Meditazione 6^ domenica del tempo ordinario 16/02/2025

Nel Vangelo secondo Luca le beatitudini sono solo quattro, non otto come nel Vangelo secondo Matteo, e sono rivolte ai suoi discepoli che, proprio per averlo seguito in una vita itinerante e precaria, abbandonando tutto quello che avevano, erano e sono poveri, affamati, piangenti e perseguitati. Malgrado ciò, sono beati non solo perché in futuro la loro condizione cambierà, ma perché fin da ora sono entrati nel regno di Dio, appartengono a Gesù e vivono con lui una vita completamente diversa da quella del mondo: una vita di relazioni caratterizzate anche dagli aspetti esplicitati da San Matteo nelle altre quattro beatitudini, cioè la mitezza, la giustizia, la misericordia, la gratuità, la non violenza e la cura reciproca, soprattutto per i più deboli.
In San Luca ci sono anche quattro “guai”, contrapposti in modo speculare alle quattro beatitudini, ma la parola usata da Gesù in greco pur avendo quasi lo stesso suono (uài) non è una minaccia, come in italiano, bensì un grido di dolore, un lamento: “ahi”, “ahi per voi, poveri voi!”. Hanno soldi, sono sazi, ridono e si divertono, sono ammirati e invidiati, ma vivono in un mondo falso, fatto di relazioni interessate, in cui ciascuno cerca solo il proprio tornaconto, anche imbrogliando gli altri.

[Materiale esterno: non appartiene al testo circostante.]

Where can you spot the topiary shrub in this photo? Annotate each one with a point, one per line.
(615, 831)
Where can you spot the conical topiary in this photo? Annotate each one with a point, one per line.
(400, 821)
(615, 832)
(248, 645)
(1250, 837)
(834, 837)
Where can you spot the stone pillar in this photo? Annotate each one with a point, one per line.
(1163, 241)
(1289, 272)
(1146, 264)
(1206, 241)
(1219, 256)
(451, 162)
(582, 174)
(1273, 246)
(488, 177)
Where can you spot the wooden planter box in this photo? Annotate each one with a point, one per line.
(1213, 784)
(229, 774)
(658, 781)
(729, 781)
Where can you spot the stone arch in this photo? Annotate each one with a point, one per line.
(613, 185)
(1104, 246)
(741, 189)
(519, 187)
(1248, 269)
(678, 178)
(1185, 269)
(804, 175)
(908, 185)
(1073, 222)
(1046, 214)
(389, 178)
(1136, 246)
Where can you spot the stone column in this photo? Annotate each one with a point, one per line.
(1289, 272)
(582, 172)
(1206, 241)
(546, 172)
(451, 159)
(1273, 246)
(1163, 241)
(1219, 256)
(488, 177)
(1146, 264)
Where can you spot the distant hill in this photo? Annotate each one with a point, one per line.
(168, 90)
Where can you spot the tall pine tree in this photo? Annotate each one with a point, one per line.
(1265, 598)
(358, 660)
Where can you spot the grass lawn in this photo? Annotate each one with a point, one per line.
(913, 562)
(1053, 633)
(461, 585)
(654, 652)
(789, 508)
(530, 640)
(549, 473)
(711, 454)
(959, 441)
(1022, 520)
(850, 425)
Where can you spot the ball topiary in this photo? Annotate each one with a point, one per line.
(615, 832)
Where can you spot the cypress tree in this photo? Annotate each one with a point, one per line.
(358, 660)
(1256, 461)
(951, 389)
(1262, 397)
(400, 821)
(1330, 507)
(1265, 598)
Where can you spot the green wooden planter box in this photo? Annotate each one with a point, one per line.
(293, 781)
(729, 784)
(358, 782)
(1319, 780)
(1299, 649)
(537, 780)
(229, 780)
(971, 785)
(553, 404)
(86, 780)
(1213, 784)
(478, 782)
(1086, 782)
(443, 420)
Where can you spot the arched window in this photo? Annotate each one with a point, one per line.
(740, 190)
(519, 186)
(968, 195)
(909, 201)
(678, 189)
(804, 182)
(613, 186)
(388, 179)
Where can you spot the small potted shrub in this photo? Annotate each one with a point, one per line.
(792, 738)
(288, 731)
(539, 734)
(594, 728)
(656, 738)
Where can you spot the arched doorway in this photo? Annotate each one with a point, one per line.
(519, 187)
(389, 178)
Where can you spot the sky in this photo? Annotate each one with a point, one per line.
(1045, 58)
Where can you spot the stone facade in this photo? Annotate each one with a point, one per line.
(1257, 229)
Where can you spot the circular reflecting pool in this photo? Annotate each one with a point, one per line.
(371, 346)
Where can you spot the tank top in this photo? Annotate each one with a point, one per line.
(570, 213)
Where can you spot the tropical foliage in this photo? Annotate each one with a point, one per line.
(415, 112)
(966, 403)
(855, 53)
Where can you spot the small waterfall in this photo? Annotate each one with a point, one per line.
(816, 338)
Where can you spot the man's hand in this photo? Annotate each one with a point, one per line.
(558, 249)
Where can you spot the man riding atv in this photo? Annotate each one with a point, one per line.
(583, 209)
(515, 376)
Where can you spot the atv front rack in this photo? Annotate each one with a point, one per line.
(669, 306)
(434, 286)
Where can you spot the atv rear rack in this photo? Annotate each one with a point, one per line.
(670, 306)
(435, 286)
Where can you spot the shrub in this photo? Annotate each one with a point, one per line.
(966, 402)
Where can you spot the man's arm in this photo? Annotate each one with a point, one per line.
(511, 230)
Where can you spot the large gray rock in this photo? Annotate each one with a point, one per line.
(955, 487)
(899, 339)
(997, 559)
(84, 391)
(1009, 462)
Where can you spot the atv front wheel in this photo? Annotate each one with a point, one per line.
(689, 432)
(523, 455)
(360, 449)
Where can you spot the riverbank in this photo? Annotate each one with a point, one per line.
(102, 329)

A me sembra il ritratto di personaggi oggi molto importanti che a quanto pare ottengono tutto quello che vogliono e sembrano avere il mondo ai loro piedi. Molti dicono: “Beati loro”; invece Gesù dice: “Ahi per voi”. Avere, potere, godere e apparire: questa è la felicità agli occhi del mondo. Invece la beatitudine di Gesù e dei suoi discepoli sta nell’amore che pratica la condivisione, la gratuità e il servizio senza farsi pubblicità. Non si tratta di “guadagnarsi il paradiso”, di pagare adesso con il sacrificio e la sofferenza la felicità eterna di domani. Si tratta di entrare nel mondo di Dio, di gustarne la bellezza, di scoprire il suo regno che sarà pienamente rivelato e realizzato nel ritorno glorioso di Cristo ma comincia per noi qui e ora.
Quando Gesù dice: “Non vi chiamo più servi: vi ho chiamato amici” (cf. Gv 15,15), lo dice a noi. A qualcuno sembra impossibile, crede di doversi guadagnare questa amicizia, pensa di non esserne degno, di esserne escluso. Invece l’amore del Signore abbraccia tutti gli esseri umani, anche i nemici: a maggior ragione quelli che lo accolgono e desiderano essere suoi. Ne restano esclusi solo quelli che hanno venduto la propria anima – l’onestà, la sincerità, i sentimenti veri – in cambio di quel che può dare il mondo.
Siamo amici suoi e dei suoi amici: “concittadini dei santi e familiari di Dio” (Ef 2,19). Certo, ognuno di noi è un miscuglio di bene e di male, di generosità e di egoismo, di slancio e di paura. In ognuno di noi c’è qualcosa per cui il Signore dice: “Beato te” e qualcos’altro per cui dice con dispiacere: “Ahi per te”. Ma è sempre e solo lui che si prende cura di noi per liberarci dalle illusioni del peccato e farci entrare sempre più nel suo regno. Lui ci conosce meglio di noi stessi; lui desidera il nostro bene più di quanto lo desideriamo noi stessi; lui sa come condurci alla vera e perfetta beatitudine.